Wiktor Juszczenko oskarżył rząd Julii Tymoszenko o sabotowanie spłaty długów za gaz dostarczony przez rosyjski Gazprom. Tymoszenko w środę leci do Moskwy.
- Nasze długi należy oddać, w przeciwnym razie kraj stanie przed wyzwaniem, za które przyjdzie zapłacić jeszcze więcej. Prosiłbym, by wziąć to pod uwagę podczas rozmów w Moskwie - oświadczył Juszczenko przed odlotem Tymoszenko do Rosji.
Prezydent przypomniał, że zgodnie z ustaleniami, zawartymi podczas jego ubiegłotygodniowej wizyty w Moskwie, ukraiński dług za dostarczony z Rosji gaz powinien być zwrócony do 14 lutego.
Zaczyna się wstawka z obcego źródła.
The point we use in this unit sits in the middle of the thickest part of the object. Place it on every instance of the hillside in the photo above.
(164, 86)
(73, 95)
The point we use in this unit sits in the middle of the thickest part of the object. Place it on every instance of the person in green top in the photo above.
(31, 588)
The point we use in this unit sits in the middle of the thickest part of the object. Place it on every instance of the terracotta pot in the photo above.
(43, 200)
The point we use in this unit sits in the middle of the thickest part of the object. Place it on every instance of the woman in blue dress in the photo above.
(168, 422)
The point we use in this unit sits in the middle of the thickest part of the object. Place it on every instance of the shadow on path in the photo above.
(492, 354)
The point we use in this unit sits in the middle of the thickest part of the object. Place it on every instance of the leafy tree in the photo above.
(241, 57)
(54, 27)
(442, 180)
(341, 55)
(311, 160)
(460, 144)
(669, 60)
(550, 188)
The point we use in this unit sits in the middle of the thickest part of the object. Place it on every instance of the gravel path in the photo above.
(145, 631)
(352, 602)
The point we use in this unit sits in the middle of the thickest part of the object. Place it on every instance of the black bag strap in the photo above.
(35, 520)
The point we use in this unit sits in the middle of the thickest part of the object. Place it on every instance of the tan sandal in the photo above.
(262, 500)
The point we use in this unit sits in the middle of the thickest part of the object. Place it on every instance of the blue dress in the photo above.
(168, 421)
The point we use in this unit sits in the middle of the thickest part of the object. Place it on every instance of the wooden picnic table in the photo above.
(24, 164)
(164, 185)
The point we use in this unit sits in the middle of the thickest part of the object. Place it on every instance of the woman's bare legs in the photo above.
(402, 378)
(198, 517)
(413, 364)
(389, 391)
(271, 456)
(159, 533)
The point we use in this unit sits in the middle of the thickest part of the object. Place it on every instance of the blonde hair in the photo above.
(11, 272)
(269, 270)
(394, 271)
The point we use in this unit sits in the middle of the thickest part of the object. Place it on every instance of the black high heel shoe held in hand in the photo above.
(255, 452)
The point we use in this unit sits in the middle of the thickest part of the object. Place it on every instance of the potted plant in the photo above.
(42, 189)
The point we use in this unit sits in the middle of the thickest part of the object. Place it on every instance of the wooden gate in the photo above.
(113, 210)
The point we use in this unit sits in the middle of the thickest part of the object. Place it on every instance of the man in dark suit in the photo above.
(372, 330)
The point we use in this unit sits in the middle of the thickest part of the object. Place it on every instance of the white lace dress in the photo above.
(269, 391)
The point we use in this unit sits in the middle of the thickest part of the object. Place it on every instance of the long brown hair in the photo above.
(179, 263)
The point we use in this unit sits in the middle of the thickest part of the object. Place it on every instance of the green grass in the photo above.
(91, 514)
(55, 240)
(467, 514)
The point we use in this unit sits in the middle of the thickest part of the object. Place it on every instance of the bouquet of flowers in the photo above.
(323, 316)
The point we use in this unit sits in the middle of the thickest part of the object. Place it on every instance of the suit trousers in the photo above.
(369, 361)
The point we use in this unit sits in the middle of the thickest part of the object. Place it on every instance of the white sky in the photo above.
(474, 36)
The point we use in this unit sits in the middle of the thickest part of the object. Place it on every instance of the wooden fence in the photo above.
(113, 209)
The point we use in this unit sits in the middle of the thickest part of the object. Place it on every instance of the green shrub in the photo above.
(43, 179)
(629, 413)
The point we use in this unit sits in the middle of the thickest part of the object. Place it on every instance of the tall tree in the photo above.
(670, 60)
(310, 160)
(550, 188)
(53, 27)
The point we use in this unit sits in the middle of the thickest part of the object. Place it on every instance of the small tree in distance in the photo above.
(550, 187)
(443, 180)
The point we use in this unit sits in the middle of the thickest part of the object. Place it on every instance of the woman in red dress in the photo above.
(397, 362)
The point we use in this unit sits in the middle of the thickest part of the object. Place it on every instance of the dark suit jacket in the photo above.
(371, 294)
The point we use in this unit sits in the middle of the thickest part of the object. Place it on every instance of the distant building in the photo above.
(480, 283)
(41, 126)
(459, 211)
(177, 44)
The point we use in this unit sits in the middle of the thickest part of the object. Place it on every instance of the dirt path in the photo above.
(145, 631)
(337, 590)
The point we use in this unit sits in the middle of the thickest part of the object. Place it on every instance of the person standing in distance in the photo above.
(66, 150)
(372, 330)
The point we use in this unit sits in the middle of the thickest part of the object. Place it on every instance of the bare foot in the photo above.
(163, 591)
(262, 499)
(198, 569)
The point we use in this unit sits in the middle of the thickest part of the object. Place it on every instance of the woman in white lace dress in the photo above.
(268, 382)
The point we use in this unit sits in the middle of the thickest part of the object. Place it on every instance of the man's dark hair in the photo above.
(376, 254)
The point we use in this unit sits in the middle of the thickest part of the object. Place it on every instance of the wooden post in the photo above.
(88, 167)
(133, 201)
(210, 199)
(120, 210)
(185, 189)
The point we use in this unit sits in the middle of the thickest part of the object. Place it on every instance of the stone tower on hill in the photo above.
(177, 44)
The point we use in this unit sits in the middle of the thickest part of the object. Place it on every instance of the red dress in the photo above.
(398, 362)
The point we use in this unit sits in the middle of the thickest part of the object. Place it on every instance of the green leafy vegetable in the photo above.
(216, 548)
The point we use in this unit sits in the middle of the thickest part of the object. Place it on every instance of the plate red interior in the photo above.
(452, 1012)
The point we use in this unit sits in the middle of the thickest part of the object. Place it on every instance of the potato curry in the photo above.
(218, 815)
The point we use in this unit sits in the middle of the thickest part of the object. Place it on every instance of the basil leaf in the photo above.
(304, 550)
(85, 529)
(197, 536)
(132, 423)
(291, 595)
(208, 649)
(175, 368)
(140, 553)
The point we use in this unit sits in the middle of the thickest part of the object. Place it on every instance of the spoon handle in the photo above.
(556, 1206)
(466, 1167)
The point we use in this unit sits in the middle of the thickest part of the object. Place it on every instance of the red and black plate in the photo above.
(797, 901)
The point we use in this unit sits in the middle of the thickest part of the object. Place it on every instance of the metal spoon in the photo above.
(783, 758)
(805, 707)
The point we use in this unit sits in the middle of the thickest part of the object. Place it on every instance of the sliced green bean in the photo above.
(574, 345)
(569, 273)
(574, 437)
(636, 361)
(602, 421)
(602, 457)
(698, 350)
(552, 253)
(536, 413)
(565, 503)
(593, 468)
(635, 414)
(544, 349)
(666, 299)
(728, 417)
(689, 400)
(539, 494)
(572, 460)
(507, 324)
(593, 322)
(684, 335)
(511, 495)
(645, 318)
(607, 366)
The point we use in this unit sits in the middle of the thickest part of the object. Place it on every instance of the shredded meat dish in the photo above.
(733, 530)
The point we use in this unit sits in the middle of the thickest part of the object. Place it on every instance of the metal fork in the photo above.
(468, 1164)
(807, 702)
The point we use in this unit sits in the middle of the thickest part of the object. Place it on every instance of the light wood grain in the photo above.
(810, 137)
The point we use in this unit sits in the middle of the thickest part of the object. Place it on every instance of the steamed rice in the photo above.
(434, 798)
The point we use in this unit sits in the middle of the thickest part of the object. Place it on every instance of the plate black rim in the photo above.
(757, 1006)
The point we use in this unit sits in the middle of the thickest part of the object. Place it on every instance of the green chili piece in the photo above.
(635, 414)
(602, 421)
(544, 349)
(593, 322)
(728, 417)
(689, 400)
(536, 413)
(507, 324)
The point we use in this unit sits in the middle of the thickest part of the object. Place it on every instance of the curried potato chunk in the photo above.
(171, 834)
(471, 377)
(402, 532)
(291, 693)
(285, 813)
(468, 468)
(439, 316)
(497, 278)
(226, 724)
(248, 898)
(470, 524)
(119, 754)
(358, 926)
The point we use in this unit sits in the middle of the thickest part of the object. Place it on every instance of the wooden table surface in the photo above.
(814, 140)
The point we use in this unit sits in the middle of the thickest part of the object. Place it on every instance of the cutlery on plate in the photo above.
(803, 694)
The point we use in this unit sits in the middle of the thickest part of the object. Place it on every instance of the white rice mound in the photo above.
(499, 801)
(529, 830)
PRZECZYTAJ O ROSYJSKO-UKRAIŃSKIM POROZUMIENIU GAZOWYM
Tymczasem, jak powiedział Juszczenko, ministerstwo finansów Ukrainy nie przekazało dotychczas na spłatę długów "ani kopiejki": - Oceniam to jako sabotaż - podkreślił.
Rozmowy ostatniej szansy
W ubiegły wtorek, po rozmowach z Juszczenką w Moskwie, prezydent Rosji Władimir Putin ogłosił, że oba kraje doszły do porozumienia w sprawie współpracy w sferze gazowej w 2008 roku i kolejnych latach. Poinformował także, że Ukraina zapewniła, iż spłaci swe długi za gaz.
Juszczenko zapowiedział, że Ukraina zacznie spłacać długi gazowe w czwartek, 14 lutego. Prezydent Ukrainy poinformował, że za gaz dostarczony w listopadzie i grudniu ubiegłego roku jego kraj zapłaci po cenach z 2007 roku, a nie 2008, jak - według Kijowa - chciał rosyjski Gazprom.